Y la Luz. Y hoy lo celebramos como este nuevo resplandor que aparece tras la tragedia de la muerte. Pero Jesucristo con su muerte nos enseña que ésta sólo es un paso más, un cambio, una transformación. Que la esencia perdura. Es símbolo de la Vida tras la vida, no tras la muerte. En verdad, para quienes vivimos en la fe, la muerte sólo es el despojo de estas ropas terrenales, de este cuerpo material e intoxicado, y sobre todo, de la liberación del alma. Este alma que nos identifica y nos diferencia, que nos raciocina y nos enaltece.

Hoy pues, celebramos la Resurrección del Señor, sí, pero también celebramos la victoria de la Vida sobre la muerte. Y al aplaudir a las imágenes en su reencuentro, aplaudimos la fe en la creencia de que la vida perdura tras el episodio de la muerte.

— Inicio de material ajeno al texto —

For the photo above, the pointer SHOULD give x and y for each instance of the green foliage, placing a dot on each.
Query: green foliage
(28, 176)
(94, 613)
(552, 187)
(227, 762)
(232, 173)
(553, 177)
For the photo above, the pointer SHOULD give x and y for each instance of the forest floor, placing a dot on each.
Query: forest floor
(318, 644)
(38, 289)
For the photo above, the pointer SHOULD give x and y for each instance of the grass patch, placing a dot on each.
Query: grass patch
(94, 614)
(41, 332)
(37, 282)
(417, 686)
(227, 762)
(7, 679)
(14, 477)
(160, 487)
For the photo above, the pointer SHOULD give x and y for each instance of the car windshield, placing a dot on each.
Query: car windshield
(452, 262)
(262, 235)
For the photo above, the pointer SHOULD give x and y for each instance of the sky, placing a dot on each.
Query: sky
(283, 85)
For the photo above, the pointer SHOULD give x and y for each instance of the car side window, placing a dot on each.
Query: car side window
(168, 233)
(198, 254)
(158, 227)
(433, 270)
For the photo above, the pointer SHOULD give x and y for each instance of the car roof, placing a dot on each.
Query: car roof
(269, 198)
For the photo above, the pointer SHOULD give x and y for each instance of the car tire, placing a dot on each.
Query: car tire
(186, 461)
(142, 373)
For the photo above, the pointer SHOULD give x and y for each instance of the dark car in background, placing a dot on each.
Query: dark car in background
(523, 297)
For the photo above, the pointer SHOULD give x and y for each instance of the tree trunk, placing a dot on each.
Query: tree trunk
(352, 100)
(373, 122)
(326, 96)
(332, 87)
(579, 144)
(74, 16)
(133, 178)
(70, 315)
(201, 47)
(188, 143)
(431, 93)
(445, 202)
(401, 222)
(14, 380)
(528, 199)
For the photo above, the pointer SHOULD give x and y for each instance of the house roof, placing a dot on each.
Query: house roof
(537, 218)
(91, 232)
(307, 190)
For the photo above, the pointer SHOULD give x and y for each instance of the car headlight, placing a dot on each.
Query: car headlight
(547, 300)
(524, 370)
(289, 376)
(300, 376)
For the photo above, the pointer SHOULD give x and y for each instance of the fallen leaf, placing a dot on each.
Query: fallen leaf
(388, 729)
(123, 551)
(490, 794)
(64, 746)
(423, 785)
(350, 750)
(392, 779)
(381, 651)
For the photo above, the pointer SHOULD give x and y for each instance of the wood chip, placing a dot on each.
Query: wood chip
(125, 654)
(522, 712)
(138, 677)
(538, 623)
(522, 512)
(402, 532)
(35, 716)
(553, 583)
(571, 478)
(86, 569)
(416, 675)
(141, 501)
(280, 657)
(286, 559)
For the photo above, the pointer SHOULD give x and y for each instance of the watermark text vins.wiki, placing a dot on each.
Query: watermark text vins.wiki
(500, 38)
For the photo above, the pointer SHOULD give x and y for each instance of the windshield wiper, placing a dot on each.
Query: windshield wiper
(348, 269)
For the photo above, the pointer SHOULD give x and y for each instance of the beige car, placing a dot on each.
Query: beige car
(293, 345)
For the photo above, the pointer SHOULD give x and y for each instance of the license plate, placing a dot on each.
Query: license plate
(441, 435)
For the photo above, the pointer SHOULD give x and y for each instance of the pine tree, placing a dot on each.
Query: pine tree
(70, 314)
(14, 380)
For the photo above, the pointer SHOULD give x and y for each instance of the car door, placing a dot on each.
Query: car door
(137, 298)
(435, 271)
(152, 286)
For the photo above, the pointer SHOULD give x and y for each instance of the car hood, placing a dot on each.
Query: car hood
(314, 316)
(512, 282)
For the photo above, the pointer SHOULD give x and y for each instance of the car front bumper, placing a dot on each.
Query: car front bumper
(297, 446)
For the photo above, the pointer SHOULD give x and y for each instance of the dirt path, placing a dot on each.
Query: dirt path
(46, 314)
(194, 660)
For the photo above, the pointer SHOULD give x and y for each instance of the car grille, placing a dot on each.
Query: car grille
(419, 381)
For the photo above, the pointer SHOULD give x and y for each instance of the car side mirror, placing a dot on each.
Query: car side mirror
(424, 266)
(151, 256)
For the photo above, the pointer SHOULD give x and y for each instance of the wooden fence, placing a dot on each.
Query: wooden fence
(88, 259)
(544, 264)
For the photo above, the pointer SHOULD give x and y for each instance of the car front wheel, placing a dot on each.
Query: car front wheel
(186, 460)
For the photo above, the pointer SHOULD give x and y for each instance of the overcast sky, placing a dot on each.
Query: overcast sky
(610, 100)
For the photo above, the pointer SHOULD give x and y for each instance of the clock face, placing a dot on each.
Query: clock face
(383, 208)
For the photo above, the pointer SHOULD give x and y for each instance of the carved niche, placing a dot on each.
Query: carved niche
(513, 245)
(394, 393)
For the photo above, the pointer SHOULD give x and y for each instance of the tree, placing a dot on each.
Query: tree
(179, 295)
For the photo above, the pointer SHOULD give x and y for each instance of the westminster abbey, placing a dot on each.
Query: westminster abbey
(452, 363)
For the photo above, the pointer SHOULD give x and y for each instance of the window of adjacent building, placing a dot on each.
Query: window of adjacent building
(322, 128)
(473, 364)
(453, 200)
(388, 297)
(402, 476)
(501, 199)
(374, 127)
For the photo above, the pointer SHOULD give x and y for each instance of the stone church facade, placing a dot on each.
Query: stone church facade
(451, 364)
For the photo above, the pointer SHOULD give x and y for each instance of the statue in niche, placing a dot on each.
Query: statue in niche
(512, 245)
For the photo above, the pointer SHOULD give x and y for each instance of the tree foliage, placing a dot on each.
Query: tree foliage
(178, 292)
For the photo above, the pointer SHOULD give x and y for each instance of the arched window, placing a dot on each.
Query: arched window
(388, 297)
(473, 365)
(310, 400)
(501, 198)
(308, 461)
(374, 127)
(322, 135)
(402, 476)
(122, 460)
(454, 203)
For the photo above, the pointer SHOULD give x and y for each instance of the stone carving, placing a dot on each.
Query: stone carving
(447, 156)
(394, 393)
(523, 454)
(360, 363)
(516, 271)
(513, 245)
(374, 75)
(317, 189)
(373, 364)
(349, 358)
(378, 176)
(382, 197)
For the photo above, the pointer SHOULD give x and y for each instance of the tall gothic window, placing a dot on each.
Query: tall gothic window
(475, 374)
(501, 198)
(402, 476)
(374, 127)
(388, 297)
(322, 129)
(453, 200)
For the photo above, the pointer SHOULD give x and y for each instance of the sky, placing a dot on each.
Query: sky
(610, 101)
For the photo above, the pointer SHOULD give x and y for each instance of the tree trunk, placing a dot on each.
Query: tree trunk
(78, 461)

Y es Fe y es Creencia, pero para muchos esta fe y esta creencia, es débil. Débil porque la respuesta es necesitada, egoísta. Creen por miedo. Tienen fe por necesidad. No tienen ni creencia ni fe por convencimiento de que tras aquel episodio de la muerte, existe una vida llena de amor y de felicidad. Creemos, creen, eso sí, en la resurrección de Jesucristo, nuestro Señor. Pero ¿Creen, creemos, de verdad, en la resurrección de todos nosotros? ¿Somos capaces de separar el cuerpo y el alma? ¿Entendemos el verdadero significado de la resurrección del alma?

El alma no muere, perdura. Y aquí nace la verdadera inmortalidad del hombre, en la inmortalidad del alma. A medida que seamos capaces de desmaterializar nuestras vidas, nuestros pensamientos, nuestras obras, iremos ganando en Fe y en la creencia de esta inmortalidad, de la que tanto anhelamos.

La Resurrección de Cristo, nuestro Señor, debería ser, un buen punto de partida en este cambio de necesidad cognitiva. Luego ya no hará falta esperar la resurrección para creer, porque ya creeremos, ya tendremos fe, en la inmortalidad del alma, en definitiva, del hombre en sí.

PUBLICADO EL 12 ABRIL 2009, EN EL DIARIO MENORCA.